2010/11/19

CEVAP: ...

Dün yazdığım yazıma istinaden pek çok yorum / eleştiri ve cevap ile karşılaştım. Ancak bir arkadaşım o kadar güzel dillendirmişki ben de paylaşmadan duramadım :)



Bence sorunun cevabı açık. Hem kendimden hem de çevremde gözlemlediklerimden yola çıkarak bu cevabı verebilirim. Şöyle ki;

Zamanı geldi girdik ÖSS’ ye. Sözüm ona bizim bilgi ve başarımızı ölçtü ya bu sınav, bizim seviyemize en uygun(!) üniversiteye yerleştirdi sağ olsun.
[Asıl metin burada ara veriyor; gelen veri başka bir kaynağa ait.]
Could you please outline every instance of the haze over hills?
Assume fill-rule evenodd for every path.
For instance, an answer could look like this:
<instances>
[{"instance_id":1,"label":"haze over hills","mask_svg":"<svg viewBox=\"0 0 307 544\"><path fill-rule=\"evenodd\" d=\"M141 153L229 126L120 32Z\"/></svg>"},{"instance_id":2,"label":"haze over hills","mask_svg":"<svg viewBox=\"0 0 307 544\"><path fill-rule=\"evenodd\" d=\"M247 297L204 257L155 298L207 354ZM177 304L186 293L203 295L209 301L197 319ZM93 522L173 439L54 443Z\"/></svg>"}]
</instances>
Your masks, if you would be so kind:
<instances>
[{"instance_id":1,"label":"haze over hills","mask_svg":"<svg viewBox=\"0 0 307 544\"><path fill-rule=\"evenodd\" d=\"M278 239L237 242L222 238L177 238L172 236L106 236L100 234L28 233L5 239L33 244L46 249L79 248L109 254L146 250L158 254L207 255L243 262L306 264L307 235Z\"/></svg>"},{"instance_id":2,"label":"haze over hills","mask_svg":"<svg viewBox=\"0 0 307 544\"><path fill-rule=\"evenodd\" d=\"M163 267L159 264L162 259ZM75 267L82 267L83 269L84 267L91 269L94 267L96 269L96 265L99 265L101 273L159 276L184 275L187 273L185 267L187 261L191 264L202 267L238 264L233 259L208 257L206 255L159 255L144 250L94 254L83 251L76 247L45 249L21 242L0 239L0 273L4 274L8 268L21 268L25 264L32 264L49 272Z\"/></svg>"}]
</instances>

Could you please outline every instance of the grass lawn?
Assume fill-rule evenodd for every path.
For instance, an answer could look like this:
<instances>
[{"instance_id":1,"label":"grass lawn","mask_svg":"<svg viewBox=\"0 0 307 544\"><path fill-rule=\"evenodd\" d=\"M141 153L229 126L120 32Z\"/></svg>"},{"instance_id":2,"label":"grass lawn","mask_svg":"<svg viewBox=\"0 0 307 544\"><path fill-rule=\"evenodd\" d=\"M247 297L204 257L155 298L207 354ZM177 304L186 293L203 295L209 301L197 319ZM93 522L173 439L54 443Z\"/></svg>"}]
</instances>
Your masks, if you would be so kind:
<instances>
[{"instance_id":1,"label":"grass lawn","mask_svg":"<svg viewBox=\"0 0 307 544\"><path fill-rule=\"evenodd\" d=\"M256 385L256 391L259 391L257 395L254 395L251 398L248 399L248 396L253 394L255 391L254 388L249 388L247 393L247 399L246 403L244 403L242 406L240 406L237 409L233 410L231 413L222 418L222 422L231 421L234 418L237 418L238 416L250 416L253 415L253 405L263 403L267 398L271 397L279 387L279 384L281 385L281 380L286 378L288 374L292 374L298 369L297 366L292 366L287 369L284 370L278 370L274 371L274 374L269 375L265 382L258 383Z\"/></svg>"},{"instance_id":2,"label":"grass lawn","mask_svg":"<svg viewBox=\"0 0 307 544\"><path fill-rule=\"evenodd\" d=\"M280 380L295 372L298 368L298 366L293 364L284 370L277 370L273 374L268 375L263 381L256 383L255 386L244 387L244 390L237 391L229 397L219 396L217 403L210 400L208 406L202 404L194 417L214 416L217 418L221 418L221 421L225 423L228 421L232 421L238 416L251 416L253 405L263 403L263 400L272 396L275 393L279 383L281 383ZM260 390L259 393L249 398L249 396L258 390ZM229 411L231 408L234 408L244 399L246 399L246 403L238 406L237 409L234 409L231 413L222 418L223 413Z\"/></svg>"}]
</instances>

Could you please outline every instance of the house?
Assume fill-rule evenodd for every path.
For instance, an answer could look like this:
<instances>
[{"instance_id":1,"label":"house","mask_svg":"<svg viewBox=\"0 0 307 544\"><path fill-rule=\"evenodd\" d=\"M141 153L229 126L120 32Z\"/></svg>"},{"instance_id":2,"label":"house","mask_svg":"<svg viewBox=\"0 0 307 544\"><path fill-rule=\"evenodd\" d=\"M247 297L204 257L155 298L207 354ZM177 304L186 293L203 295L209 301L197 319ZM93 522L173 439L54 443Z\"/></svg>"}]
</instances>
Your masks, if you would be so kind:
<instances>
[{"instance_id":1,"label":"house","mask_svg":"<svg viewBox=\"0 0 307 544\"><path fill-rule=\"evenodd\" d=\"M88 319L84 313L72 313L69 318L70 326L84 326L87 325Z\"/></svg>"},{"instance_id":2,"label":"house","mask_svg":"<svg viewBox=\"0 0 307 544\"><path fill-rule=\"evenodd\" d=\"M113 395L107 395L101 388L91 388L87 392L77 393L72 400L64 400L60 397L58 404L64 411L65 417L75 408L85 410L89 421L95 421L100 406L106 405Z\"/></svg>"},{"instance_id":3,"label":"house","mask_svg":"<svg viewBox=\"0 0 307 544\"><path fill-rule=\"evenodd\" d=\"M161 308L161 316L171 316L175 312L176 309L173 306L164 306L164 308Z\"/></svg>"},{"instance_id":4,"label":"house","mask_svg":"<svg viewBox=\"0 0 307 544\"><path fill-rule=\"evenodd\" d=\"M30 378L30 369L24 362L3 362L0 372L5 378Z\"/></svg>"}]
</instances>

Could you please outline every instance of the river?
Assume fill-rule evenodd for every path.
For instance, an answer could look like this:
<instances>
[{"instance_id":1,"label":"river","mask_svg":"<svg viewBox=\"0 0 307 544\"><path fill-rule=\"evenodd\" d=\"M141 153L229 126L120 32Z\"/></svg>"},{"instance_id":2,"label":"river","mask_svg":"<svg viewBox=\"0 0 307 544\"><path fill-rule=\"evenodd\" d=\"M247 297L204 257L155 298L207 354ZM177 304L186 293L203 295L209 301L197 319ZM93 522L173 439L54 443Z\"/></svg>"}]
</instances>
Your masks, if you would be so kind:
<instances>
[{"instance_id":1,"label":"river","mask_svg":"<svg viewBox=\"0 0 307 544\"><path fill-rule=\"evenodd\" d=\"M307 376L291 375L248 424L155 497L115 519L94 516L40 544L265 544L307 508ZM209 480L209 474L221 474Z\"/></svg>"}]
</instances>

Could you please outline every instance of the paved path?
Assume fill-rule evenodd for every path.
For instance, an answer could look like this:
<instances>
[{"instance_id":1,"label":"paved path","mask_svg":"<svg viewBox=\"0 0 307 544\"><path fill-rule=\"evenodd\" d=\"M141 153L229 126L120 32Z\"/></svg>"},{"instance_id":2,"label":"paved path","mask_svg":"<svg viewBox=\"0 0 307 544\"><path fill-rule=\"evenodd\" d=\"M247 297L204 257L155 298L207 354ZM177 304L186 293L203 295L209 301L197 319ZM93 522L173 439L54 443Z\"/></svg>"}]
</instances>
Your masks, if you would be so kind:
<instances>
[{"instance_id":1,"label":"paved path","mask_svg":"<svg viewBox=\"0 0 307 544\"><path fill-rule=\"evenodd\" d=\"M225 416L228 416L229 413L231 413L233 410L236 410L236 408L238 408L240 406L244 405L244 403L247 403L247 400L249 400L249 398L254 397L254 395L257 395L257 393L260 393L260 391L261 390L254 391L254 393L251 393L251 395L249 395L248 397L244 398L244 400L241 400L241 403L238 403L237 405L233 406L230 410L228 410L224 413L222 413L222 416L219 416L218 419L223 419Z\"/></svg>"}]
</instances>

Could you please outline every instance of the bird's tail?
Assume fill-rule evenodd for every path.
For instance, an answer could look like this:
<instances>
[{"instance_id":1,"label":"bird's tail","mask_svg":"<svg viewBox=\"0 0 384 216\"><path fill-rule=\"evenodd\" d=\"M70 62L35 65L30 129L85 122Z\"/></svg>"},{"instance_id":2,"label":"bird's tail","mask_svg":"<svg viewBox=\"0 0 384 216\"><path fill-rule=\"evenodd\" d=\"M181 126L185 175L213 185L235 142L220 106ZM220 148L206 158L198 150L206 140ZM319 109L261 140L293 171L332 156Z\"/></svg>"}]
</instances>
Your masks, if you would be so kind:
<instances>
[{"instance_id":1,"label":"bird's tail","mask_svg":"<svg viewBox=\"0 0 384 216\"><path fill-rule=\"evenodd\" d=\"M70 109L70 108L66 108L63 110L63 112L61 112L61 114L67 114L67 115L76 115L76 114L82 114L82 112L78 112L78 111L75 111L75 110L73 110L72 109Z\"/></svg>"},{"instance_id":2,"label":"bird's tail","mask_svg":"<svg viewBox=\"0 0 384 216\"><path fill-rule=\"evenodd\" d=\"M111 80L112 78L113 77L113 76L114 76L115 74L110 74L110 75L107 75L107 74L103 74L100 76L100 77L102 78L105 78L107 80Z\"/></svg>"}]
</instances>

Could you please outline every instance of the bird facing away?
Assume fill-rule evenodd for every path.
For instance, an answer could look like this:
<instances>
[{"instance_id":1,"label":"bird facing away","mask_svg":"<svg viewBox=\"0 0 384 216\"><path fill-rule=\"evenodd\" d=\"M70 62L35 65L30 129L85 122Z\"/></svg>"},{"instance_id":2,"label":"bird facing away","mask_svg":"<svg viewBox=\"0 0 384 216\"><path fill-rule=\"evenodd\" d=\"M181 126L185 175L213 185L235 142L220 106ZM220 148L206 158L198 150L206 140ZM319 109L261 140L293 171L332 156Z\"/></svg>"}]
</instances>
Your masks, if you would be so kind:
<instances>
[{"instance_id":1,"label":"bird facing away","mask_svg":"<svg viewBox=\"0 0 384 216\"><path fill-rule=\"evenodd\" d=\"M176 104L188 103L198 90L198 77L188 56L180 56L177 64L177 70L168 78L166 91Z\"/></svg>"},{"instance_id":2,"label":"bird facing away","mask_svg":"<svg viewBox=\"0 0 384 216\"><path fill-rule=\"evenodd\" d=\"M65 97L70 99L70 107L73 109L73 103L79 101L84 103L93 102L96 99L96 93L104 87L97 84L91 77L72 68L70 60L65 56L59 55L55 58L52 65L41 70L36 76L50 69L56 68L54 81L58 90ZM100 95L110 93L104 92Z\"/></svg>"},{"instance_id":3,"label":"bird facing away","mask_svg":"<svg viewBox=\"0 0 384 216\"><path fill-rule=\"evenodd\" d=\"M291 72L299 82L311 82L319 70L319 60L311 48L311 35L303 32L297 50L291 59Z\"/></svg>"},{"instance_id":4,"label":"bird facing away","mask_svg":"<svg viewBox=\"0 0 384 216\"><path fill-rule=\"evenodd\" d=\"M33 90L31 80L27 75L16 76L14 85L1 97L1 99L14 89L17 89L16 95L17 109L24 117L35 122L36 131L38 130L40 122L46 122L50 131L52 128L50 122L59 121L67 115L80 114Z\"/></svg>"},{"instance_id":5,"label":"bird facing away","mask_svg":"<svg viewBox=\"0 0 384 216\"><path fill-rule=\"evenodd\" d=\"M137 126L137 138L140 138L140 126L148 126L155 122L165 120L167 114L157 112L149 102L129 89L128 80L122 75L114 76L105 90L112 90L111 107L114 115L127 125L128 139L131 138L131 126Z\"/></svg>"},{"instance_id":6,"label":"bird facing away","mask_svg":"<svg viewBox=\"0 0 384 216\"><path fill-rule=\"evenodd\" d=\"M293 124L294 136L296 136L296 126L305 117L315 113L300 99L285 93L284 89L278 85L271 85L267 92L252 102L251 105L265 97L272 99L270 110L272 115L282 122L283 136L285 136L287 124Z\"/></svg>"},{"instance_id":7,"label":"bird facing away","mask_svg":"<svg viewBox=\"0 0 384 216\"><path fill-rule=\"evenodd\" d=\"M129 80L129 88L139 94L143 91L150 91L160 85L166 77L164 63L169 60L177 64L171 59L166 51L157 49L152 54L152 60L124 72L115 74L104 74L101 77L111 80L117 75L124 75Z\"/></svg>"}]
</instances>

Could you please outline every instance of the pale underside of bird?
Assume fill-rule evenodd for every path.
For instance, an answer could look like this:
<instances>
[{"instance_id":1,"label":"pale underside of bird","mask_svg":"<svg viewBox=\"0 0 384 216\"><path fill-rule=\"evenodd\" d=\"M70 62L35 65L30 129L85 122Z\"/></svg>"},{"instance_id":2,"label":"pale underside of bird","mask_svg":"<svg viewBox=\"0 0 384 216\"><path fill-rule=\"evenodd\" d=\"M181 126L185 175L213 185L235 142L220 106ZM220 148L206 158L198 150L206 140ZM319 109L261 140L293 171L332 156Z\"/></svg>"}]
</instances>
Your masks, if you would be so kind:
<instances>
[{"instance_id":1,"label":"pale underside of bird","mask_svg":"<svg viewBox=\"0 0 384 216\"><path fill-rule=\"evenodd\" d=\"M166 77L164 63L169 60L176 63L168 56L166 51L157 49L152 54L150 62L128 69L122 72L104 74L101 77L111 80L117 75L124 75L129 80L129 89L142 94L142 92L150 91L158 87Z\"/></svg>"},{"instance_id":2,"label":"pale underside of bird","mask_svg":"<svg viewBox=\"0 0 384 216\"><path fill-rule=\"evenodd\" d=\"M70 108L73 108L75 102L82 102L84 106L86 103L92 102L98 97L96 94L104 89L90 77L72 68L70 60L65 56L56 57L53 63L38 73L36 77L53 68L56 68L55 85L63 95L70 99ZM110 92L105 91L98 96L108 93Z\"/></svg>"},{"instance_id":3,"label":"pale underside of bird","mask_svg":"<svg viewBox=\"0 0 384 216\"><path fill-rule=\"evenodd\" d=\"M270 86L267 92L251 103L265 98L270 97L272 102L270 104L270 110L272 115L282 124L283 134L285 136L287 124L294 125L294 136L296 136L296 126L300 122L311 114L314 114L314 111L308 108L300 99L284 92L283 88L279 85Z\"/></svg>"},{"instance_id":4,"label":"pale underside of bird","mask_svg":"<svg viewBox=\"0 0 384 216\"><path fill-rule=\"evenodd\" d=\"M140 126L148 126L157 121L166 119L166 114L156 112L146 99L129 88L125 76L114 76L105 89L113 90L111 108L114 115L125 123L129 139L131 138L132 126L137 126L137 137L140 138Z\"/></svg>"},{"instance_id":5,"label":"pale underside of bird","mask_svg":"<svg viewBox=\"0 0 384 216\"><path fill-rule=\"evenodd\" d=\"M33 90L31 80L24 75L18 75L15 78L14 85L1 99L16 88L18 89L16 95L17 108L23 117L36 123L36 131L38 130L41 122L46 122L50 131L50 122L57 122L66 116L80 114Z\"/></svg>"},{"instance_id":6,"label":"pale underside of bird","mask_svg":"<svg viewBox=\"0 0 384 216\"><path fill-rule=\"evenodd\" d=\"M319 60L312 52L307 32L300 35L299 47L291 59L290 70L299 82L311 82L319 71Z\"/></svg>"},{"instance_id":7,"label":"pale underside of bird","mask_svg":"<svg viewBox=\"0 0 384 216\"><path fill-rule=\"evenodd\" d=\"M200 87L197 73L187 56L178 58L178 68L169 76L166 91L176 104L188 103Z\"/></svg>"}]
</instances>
Sonra 4 yıl koştur koştur okuduk, belki yazları tatil yerine staj yaptık, belki bölümün gelecek vaat eden öğrencilerinden olduk, bir yığın umutla mezun olduk. Sonra? Özgeçmişler uçuşmaya başladı, iş ilanları takip edildi... Sonra da bekledik belki bir çağıran olur diye. Sonuç hüsran...

Çevremdeki birçok arkadaşım aynı şeyleri yaşadı. Belki hepimiz zaman zaman karşılaştık bu tür durumlarla, ama bazılarımız gerçekten bizden daha şanslıydı. Bu tabiî ki sadece okuduğu okul ve şans meselesi olarak değerlendirilemez, isim yapmış bir okulda okumakla birlikte gerçekten aldığı eğitimin hakkını vermiş ve kendini geliştirmiş insanların daha avantajlı olması olağan. Ama bir de diğer taraftan bakıldığında, adı çok duyulmamış, hatta aynı şehirde yaşayan insanlara üniversitenin adı söylendiğinde "hangi şehirde o üniversite?" diye sorulan bir yerde okuduysan vay haline!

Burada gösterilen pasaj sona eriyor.